2.3.1. Dat betoog slaagt. De rechtbank heeft voor haar oordeel verwezen naar de uitspraak van de Afdeling van 26 september 2001 in zaak nr. 200100526/1 (AB 2002, 18). Anders dan in de in die uitspraak berechte zaak, is in deze zaak geen verschil tussen de bij het aanwijzingsbesluit van 28 november 2007 aan de percelen toegekende bestemming en de in het structuurplan toegekende bestemming. De raad heeft aannemelijk gemaakt dat deze bestemming ten tijde van de vestiging van dit voorkeursrecht nog overeenkwam met zijn actuele visie omtrent de inrichting van het gebied. Het structuurplan is weliswaar op 19 december 2007 ingetrokken, maar ook bij de vestiging van het opvolgende voorkeursrecht op die dag krachtens artikel 8 van de Wvg, zoals dit toen luidde, is aan het gebied, waarin de percelen zijn gelegen, de bestemming "bedrijventerrein" toegekend, naast "natuurontwikkeling", "ecologische verbindingszones" en "recreatieve doeleinden". Dat de in het structuurplan opgenomen wegen- en ontsluitingsstructuur van het gebied in verband met de ontwikkelingen omtrent de aanleg van de tangent inmiddels achterhaald was, leidt niet tot het oordeel dat daarom de actuele visie van de raad over de gewenste ruimtelijke inrichting van het gebied als bedrijventerrein wezenlijk anders is. Daarvoor is mede van belang dat de in het structuurplan opgenomen wegen- en ontsluitingsstructuur indicatief van aard is.
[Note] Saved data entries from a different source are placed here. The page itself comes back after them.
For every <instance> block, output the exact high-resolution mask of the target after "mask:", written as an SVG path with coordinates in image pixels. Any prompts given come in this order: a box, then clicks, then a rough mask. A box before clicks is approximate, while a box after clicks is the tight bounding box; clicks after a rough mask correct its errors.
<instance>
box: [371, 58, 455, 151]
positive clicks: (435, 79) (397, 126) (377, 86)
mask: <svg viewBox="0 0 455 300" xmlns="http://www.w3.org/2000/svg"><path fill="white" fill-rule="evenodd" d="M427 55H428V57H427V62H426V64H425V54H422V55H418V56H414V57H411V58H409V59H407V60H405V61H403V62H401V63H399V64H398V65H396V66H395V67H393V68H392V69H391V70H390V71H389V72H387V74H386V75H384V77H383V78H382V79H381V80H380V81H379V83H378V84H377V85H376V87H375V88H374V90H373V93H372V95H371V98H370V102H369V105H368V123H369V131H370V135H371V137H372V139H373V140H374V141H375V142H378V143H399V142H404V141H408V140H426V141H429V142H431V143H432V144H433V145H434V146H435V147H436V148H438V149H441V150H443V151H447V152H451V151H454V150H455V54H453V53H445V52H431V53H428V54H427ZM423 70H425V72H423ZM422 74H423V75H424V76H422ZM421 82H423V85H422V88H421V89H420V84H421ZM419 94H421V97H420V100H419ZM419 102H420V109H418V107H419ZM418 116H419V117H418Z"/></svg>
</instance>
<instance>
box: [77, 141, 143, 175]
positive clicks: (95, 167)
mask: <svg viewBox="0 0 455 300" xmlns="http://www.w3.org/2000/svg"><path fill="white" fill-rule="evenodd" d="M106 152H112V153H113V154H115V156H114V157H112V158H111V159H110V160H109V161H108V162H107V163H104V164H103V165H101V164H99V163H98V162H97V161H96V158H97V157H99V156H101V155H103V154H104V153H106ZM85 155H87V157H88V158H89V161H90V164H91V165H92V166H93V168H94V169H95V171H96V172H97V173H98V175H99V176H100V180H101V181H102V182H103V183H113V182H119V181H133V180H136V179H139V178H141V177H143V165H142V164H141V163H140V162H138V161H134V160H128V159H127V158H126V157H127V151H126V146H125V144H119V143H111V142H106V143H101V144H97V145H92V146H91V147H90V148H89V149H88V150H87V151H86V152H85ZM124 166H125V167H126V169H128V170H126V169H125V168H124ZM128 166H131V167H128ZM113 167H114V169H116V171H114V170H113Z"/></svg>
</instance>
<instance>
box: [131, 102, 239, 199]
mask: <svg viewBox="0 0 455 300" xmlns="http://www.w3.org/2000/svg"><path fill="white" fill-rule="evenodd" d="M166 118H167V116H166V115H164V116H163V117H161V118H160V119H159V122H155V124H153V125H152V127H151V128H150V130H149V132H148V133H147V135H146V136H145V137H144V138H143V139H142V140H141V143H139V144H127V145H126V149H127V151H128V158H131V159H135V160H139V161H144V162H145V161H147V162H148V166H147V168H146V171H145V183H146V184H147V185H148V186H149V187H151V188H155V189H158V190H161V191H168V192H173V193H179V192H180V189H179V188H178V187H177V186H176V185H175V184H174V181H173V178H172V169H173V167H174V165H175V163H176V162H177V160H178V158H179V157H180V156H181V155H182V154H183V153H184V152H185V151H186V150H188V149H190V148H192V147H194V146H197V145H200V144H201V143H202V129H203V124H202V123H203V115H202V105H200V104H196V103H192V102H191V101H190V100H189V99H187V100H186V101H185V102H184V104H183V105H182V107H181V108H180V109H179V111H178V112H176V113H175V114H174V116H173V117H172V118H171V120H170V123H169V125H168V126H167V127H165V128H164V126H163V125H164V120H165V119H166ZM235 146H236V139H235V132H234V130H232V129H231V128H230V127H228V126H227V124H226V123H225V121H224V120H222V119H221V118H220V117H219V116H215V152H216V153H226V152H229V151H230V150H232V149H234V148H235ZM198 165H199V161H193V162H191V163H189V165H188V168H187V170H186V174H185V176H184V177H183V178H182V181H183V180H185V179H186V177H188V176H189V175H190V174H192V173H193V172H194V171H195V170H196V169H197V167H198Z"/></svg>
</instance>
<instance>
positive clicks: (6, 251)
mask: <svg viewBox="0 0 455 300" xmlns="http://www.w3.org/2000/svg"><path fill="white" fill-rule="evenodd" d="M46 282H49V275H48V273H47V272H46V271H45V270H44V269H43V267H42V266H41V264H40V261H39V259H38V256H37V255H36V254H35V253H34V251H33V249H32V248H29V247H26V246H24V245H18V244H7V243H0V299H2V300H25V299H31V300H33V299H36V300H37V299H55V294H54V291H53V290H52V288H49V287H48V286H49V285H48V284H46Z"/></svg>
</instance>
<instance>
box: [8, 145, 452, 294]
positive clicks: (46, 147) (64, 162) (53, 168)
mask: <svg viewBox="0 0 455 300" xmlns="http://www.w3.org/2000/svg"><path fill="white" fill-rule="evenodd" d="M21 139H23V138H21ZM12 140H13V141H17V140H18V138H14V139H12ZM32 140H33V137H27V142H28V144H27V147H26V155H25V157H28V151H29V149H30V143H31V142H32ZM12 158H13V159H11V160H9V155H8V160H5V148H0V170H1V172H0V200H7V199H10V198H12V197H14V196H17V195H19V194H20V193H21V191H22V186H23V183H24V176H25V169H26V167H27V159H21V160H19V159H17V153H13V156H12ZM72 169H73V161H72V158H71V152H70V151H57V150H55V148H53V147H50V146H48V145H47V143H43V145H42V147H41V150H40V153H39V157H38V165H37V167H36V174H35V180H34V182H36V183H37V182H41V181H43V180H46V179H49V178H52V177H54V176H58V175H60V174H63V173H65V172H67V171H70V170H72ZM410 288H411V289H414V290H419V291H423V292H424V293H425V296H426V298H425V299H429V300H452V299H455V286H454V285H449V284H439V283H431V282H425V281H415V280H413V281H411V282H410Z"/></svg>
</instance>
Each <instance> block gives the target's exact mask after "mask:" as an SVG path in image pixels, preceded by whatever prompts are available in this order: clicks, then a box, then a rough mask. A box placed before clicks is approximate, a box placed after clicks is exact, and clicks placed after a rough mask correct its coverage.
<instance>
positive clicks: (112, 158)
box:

2.4. Het hoger beroep is gegrond. De uitspraak van de rechtbank dient te worden vernietigd, voor zover aangevallen. Doende hetgeen de rechtbank zou behoren te doen, zal de Afdeling de tegen het besluit van 2 juli 2008 van de raad ingestelde beroepen alsnog ongegrond verklaren.
2.5. Voor een proceskostenveroordeling bestaat geen aanleiding.
De Afdeling bestuursrechtspraak van de Raad van State
Recht doende in naam der Koningin:
I. verklaart het hoger beroep gegrond;
II. vernietigt de uitspraak van de rechtbank Roermond van 20 maart 2009 in zaken nrs. 08/1324 en 08/1325, voor zover aangevallen;
III. verklaart de bij de rechtbank ingestelde beroepen ongegrond.
Aldus vastgesteld door mr. R.W.L. Loeb, voorzitter, en mr. J.A.W. Scholten-Hinloopen en mr. K.J.M. Mortelmans, leden, in tegenwoordigheid van mr. E.J.A. Idema, ambtenaar van Staat.